Kemenangan kelompok Ali bin Abi Thalib dalam perang Jamal tidak menciptakan surut nyali Muawiyah untuk menggulingkannya. Kelompok Muawiyah kemudian menciptakan propaganda untuk menghancurkan pemerintahan Ali dengan cara menghimpun kekuatan yang lebih besar lagi dengan tujuan menyerang Ali bin Abi Thalib. Tantangan Muawiyah dijawab oleh Ali dengan mempersiapkan pasukan. Perang berkecamuk tak terhindarkan danmenelan banyak korban di antara kedua belah pihak yang bertikai. Perang tersebut dalam sejarah dikenal dengan nama perang Shiffin, alasannya bentrokan terjadi di wilayah Siffin, kawasan Raqqa (sekarang masuk wilayah Suriah), pada tahun 37 H atau 657 M. Kemenangan lagilagi berada di pihak Ali bin Abi Thalib alasannya sumbangan dominan masyarakat Islam.

Kekalahan pada perang Siffin, lagi-lagi tidak menciptakan hati Muawiyah surut untuk mengalahkan Ali bin Abi Thalib. Muawiyah tidak menerima kemenangan khalifah Ali bin Abi Thalib. Sikap tidak mau mendapatkan kekalahan itu di wujudkan dengan mengajak damai khalifah Ali bin Abi Thalib.

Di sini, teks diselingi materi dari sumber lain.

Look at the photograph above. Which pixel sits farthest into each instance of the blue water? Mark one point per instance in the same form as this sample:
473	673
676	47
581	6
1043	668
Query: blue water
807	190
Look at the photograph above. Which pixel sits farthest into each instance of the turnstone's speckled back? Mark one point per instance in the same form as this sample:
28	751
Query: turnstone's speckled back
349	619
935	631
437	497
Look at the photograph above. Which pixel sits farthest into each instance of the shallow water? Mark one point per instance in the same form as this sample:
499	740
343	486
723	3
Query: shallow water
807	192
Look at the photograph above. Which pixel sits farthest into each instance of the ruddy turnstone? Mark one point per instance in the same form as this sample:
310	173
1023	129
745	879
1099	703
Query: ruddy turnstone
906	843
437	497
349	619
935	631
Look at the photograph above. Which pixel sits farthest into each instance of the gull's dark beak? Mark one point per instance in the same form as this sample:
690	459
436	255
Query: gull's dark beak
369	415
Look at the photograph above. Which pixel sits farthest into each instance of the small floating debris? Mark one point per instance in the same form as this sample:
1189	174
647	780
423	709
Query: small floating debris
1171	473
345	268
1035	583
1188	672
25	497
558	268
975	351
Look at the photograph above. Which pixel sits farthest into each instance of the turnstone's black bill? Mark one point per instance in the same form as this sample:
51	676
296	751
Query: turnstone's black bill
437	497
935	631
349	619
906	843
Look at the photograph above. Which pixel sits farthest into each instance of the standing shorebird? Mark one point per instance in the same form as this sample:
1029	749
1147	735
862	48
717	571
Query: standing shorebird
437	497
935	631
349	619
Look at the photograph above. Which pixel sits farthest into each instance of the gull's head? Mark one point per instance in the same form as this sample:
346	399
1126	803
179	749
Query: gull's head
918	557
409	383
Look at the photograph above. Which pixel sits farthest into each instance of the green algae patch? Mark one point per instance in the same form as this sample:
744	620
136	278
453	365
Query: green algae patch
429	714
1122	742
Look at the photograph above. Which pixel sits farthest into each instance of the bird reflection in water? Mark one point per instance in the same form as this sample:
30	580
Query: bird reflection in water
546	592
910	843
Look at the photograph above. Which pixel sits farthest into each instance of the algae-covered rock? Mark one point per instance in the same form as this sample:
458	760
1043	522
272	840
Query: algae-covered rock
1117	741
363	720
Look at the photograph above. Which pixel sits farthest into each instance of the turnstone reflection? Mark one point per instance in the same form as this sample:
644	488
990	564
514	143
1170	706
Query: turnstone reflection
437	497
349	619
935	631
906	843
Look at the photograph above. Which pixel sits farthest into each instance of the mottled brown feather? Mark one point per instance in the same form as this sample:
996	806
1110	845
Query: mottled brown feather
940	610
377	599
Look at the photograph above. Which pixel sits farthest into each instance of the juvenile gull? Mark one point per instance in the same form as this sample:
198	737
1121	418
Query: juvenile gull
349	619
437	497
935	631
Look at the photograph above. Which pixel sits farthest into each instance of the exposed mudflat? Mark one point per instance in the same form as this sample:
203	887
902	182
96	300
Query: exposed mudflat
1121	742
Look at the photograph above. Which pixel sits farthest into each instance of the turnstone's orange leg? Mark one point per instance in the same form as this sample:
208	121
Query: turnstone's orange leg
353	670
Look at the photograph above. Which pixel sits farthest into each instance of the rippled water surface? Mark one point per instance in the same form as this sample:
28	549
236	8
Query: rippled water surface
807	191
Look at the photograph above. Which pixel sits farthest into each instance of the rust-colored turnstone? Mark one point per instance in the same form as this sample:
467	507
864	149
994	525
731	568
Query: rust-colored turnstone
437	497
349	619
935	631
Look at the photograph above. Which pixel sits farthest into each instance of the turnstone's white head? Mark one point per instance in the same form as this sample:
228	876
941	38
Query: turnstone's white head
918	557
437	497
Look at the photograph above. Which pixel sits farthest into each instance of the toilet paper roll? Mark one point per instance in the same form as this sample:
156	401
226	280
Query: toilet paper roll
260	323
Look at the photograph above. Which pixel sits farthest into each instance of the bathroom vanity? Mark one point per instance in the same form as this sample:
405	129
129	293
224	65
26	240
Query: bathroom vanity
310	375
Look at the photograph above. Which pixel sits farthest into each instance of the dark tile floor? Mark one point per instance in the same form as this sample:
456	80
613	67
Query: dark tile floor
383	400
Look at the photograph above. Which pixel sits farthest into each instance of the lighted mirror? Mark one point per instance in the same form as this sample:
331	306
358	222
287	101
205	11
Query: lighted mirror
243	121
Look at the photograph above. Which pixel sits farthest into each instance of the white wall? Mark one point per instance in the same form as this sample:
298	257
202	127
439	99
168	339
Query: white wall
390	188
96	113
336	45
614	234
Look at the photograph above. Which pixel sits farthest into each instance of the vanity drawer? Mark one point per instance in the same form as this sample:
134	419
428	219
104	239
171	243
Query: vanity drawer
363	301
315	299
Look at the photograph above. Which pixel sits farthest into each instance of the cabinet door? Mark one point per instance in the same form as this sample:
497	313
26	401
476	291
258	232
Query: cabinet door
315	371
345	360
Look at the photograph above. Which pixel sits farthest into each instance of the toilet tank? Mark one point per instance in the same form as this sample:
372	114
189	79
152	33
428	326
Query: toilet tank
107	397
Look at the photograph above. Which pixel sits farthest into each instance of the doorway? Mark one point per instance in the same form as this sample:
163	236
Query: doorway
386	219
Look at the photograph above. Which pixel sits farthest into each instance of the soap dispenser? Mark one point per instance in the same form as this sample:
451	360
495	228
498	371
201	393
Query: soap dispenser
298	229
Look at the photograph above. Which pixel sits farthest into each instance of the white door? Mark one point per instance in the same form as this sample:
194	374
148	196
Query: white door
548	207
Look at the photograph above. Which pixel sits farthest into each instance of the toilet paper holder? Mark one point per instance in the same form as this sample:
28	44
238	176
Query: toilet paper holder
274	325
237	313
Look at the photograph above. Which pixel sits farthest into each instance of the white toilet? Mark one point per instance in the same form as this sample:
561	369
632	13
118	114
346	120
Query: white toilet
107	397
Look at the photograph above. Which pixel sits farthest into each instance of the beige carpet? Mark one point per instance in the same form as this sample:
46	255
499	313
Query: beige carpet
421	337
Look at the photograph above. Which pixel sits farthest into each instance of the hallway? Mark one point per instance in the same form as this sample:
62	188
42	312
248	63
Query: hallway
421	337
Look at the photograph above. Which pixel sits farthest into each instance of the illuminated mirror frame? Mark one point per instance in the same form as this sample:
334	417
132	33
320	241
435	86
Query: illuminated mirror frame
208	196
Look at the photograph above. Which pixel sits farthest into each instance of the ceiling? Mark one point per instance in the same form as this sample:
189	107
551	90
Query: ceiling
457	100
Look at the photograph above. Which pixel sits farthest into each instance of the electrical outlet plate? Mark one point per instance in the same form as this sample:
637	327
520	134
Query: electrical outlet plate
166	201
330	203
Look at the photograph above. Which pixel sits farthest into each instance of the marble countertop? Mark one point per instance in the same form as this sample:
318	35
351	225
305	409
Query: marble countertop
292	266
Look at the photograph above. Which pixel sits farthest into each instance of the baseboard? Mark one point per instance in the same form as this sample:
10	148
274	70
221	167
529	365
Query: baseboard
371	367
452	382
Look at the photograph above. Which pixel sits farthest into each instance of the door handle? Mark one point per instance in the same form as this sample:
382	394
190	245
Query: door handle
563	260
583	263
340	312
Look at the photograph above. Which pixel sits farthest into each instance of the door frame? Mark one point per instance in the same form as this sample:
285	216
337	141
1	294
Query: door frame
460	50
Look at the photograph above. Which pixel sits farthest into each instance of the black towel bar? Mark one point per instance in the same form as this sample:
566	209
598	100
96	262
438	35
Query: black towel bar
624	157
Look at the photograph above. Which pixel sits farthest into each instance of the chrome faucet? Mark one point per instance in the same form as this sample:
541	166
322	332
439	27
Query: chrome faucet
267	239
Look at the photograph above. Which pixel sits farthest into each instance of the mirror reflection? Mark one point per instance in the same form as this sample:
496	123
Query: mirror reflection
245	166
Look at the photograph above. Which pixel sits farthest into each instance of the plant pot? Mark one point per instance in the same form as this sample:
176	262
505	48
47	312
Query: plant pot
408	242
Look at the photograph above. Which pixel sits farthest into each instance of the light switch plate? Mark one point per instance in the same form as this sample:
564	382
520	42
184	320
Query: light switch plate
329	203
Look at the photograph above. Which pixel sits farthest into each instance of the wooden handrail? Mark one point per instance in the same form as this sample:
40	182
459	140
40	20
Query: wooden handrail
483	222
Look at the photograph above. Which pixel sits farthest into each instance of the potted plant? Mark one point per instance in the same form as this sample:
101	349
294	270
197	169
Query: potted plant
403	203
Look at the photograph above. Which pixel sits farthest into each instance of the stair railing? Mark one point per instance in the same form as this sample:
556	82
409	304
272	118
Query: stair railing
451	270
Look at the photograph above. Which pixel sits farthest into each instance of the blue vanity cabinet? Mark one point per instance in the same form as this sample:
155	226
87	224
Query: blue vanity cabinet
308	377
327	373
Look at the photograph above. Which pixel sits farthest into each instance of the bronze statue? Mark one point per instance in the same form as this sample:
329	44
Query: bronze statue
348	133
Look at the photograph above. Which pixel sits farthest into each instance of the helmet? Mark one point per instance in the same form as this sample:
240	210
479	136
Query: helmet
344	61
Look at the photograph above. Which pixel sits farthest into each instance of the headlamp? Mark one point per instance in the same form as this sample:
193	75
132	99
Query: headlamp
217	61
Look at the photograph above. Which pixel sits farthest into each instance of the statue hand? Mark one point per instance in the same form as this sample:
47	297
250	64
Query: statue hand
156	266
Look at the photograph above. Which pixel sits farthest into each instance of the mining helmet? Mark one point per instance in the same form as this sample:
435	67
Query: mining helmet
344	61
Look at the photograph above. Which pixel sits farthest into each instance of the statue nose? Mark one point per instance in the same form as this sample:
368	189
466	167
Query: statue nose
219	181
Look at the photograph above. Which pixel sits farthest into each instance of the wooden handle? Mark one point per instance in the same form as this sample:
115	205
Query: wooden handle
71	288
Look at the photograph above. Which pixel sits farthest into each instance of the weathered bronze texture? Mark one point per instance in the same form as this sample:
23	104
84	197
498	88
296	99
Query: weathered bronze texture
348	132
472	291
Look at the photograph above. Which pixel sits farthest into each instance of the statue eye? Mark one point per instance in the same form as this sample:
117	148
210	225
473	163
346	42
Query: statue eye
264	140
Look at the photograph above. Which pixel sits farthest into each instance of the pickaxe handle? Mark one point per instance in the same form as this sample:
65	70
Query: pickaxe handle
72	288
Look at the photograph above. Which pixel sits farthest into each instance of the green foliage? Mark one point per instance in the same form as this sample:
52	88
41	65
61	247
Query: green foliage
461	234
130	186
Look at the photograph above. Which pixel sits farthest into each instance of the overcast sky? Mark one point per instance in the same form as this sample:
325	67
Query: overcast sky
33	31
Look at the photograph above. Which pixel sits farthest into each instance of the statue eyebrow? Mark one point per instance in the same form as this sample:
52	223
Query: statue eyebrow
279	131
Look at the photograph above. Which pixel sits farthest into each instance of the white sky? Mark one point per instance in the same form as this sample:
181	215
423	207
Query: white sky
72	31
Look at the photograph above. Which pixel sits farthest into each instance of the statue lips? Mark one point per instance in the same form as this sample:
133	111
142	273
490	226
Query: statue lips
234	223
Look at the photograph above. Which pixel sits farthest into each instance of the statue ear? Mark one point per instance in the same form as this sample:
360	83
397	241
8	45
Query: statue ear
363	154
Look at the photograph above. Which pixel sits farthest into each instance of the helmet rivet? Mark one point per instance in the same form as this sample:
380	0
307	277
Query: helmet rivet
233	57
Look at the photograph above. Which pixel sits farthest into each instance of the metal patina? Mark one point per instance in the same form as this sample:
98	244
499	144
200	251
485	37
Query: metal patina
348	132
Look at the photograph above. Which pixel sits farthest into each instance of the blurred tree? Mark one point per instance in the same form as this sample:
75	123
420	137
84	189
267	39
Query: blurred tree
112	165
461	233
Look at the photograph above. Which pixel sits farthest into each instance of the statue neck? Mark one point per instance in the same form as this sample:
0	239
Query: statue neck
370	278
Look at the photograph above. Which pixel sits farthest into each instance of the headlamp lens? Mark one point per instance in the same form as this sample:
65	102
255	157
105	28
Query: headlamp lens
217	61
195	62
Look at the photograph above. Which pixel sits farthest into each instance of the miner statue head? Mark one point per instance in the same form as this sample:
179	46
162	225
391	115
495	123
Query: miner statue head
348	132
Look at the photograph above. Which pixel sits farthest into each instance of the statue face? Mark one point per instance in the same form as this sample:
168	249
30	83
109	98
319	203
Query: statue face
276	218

Ajakan berdamai Muawiyah itu diajukan kepada Ali bin Abi Thalib sampai tiga kali dengan cara membujuk dan merobek-robek al-Qur’an. Pada kesannya Ali bin Abi Thalib bersedia berdamai setelah melihat al-Qur’an dirobek-robek oleh Muawiyah.

Skenario perdamaian pun diatur oleh Muawiyah atas ide dan gagasan Amru bin Ash. Kubu Muawiyah dan kubu Ali bin Abi Thalib sepakat bertemu untuk melaksanakan perundingan tenang (tahkim) di Kota Dumatul-Jandal, yang secara geografis terletak di antara Madinah dan Damaskus (kini masuk wilayah Arab Saudi). Delegasi Muawiyah berjumlah 400 orang, sebagian di antaranya para sahabat Nabi, dipimpin oleh Amru bin Ash; delegasi Ali bin Abi Thalib berjumlah 400 orang, sebagian di antaranya para teman Nabi, dipimpin oleh Abu Musa al-Asy’ari.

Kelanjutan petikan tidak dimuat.